Managing a French company involves more than running daily operations. It means maintaining the legal integrity of your business structure — ensuring that your company complies with French corporate law at every stage of its existence.

Our lawyers assist business owners, managers, and shareholders in all key areas of corporate management, such as:

Appointing and removing managers or directors

Updating company information (registered office, share capital, or corporate purpose)

Holding annual general meetings (AGM) and drafting minutes

Maintaining shareholder registers and statutory books

Maintaining shareholder registers and statutory books

Monitoring compliance with accounting, tax, and employment obligations

By entrusting these tasks to our professionals, you ensure full compliance, legal accuracy, and peace of mind — so you can focus entirely on growing your business.

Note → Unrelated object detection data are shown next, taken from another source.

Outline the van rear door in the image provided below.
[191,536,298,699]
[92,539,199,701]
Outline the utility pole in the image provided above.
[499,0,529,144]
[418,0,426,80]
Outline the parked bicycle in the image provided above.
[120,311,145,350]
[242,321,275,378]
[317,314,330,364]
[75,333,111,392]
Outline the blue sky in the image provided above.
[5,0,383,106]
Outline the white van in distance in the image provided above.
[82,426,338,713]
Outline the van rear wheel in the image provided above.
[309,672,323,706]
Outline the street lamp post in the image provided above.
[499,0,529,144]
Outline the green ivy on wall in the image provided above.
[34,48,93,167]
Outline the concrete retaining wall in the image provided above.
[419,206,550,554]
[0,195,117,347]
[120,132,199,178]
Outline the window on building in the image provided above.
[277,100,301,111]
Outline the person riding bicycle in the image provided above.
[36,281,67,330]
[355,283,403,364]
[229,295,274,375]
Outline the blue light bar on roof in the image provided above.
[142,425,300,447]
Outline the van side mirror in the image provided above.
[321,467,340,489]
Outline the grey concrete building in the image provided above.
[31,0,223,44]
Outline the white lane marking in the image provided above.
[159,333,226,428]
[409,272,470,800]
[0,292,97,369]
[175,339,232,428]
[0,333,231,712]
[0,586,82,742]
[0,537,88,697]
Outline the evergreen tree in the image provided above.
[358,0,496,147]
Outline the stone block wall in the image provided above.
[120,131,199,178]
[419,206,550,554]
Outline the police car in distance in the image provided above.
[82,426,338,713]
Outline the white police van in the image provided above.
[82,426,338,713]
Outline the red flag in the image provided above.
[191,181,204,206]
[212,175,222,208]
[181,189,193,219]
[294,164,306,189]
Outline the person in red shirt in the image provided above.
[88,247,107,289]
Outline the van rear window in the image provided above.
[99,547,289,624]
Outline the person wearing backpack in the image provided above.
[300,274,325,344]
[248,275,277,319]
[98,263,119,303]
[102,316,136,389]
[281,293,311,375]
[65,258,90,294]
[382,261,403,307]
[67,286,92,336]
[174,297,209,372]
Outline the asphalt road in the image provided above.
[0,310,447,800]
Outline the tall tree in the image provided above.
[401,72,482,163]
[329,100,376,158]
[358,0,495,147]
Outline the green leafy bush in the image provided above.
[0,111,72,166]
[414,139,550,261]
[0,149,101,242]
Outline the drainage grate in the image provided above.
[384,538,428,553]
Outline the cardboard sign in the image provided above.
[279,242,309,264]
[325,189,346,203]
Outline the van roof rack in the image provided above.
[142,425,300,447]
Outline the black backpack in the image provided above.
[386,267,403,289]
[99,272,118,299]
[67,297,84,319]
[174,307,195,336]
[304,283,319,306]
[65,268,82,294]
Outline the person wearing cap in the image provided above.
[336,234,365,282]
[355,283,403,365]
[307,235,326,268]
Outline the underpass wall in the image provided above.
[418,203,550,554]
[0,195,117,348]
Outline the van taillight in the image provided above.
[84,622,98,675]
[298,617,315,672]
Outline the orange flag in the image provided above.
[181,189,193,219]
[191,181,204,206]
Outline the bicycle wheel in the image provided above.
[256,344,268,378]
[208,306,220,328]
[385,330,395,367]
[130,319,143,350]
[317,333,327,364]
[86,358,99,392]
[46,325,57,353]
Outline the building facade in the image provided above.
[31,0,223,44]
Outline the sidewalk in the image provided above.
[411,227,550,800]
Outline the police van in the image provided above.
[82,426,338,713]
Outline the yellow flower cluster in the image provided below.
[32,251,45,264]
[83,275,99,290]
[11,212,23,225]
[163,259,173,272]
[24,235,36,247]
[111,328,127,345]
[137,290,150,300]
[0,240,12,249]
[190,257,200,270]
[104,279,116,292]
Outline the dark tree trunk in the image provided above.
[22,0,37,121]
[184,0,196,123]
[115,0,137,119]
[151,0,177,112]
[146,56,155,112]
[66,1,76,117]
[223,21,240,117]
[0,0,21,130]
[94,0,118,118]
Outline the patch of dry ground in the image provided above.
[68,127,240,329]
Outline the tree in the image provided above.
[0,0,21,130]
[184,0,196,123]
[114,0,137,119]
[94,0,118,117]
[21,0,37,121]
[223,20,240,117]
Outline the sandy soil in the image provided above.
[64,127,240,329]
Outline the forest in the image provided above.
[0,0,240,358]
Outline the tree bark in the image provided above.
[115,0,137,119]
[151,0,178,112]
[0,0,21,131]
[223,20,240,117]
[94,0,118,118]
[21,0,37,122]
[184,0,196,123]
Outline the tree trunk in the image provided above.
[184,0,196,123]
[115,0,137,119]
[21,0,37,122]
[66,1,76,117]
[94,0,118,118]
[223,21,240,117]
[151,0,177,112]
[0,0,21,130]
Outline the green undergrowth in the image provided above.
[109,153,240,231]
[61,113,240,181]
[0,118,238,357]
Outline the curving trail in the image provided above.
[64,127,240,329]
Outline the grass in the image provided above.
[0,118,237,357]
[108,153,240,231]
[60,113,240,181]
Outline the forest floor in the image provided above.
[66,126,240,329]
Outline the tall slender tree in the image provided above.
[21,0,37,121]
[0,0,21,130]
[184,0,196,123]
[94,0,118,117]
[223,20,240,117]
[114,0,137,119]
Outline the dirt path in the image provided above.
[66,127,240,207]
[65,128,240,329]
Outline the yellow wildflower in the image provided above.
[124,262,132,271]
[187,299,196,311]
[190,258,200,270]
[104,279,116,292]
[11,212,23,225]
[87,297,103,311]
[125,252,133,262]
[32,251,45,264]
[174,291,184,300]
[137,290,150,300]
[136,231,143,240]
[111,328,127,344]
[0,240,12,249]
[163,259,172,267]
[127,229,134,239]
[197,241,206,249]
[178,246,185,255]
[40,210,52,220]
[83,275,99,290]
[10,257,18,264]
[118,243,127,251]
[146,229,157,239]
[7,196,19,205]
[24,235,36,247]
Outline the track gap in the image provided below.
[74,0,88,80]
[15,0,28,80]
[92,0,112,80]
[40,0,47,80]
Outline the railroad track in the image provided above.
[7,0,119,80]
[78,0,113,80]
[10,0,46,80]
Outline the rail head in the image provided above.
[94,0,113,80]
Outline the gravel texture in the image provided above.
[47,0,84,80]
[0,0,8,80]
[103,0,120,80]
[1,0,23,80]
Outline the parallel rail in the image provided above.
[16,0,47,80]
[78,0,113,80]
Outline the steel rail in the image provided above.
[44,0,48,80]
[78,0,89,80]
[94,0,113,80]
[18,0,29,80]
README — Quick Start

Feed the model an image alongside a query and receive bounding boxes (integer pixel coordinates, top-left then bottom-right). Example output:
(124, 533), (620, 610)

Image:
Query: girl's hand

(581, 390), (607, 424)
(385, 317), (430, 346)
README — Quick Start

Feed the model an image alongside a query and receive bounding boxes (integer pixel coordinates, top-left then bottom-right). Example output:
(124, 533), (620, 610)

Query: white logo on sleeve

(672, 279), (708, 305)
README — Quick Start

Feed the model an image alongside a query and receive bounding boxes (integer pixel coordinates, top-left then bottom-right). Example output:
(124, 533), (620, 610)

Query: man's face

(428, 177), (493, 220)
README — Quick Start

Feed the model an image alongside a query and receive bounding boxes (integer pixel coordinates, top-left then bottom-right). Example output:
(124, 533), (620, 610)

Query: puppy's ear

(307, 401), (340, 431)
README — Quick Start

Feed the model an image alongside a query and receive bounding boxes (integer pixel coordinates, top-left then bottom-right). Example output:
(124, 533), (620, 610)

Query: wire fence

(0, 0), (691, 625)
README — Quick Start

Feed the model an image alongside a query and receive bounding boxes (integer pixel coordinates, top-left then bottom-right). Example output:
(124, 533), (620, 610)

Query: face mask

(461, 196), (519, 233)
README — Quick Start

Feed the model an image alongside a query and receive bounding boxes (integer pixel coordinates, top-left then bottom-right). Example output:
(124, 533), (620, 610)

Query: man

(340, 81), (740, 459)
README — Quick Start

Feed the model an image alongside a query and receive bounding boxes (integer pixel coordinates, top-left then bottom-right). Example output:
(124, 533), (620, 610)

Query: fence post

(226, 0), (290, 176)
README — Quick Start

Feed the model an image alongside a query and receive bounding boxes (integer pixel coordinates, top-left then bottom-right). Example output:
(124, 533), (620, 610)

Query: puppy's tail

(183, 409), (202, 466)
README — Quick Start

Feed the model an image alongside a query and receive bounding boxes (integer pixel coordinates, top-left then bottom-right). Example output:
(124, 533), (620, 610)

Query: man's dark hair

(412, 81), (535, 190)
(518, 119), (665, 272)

How We Help you Manage your Company in France?

At FrenchCo.lawyer, we simplify corporate management.
Our step-by-step assistance ensures your company remains compliant and protected throughout its life cycle.

Reviewing Your Company’s Legal Situation

We begin with a detailed review of your company’s current documents — bylaws, latest filings, and Kbis extract — to ensure all information is up to date and compliant with French regulations.

Drafting Corporate Documents

Our lawyers prepare all necessary legal acts: meeting notices, resolutions, minutes of decisions, management reports, and amendments to the bylaws if required. Every document is drafted with precision and adapted to your company’s structure.

Filing with the Registry

We take care of all required filings and publications — from management appointments to capital updates or office transfers — directly with the Greffe du Tribunal de Commerce and official journals.

Ensuring Ongoing Compliance

We monitor your company’s legal obligations year-round, including deadlines for annual accounts, beneficial ownership updates, and mandatory filings. Our team ensures nothing is overlooked.

Delivering Updated Legal Proofs

Once filings are approved, you receive the updated Kbis extract and certified documents reflecting your company’s current situation — ready to present to banks, investors, or partners.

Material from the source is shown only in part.